George and I ventued into the (not really) wilds of Upper Hutt to have a chat with Jo Wood (of Liberty Brewing) and Mike Neilsen (of Tuatara); two homebrewers turned professional brewers (in very different capacities) who still love to get together on a weekend and knock up a random batch of something. We talk about how they got in to brewing, how they each ‘monetised’ it, their favourites and the recurring pains in their respective asses.
We do apologise for the difficulty you might have in hearing us all (well, not me; I’m loud), but we are definitely lacking a bit of Jo Volume and there are booming intermittent glass-on-the-table thumps. Our on-the-road setup is still fairly rudimentary and George had to do the editing quickly before heading away on holiday (though he’s hoping to grab some nicer gear while overseas). Demand-dependent, we might have another crack at the audio when he gets back; let me know how you get on. Cheers!
(1.20) Beer of the Week #1: Rogue ‘Brutal IPA’, bought at New World Thorndon, who really have been massively upping their already-rather-good beer game lately.
(4.00) “No Beer Before Yeast” does sound like a sensible maxim, but last I heard the beer was in okay shape, despite our recklessness. Mike said it was ticking along happily, and should be fit for sampling soon.
(12.30) ‘Darkest Day’ doesn’t seem to’ve made it into my Diary, which is damn-near inexcusable. It was much lighter than the above-mentioned ‘NGB’, but that just made it stupidly drinkable (as opposed to worryingly so).
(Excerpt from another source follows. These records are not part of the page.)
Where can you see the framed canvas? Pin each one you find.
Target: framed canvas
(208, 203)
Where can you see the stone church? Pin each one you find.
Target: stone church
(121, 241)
(16.20) Jo definitely has a love-hate (or hate-hate) relationship with C!tra. George, on the other hand, named it his Favourite Beer of 2011 — and it was a Beer of the Week for the previous episode on Strong Beer (fittingly enough).
(24.50) I have no idea why brewers talk in terms of “hectolitres” — one hundred litres, for those of you who have forgotten your more-obscure metric prefices — other than it making for manageably-nice round numbers when talking about most kit sizes.
(27.20) Welcome to the World, GoldenDog. You’re in good company, with: Golden Bear, Golden Eagle, ParrotDog, Black Dog, Raindogs…
(31.00) My notes from last year’s IPA Challenge are almost entirely absent, owing to my being struck-down with a particularly-bad Man Flu and propped up by the dregs of Wellington’s last legal supplies of blessed pseudoephedrine. George and I hope to be at this year’s edition, recording-gizmo in hand.
(32.50) Recommendations: Brewaucracy / Three Boys new session beers. Inbetween recording and notesing, we did have a chance to try the Three Boys release, and it was exactly what I wanted; allow me (as if you have a choice) to upgrade it to Highly Recommended. And if Jo ever re-brews Taranaki Session Beer, get some.
(47.20) Jo’s Recommendations: Epic, especially ‘Armageddon’ and Pale Ale. The years-old, game-changing Epic Pale Ale is totally worth another look. I’ve had heaps of fun with it, too — and the ‘Reboot’ write-up deserves a read.
(51.30) Mike’s Recommendations: ‘Armageddon’, which prompts Jo (and me) to add: Tuatara Pilsner, especially since its ‘reboot’.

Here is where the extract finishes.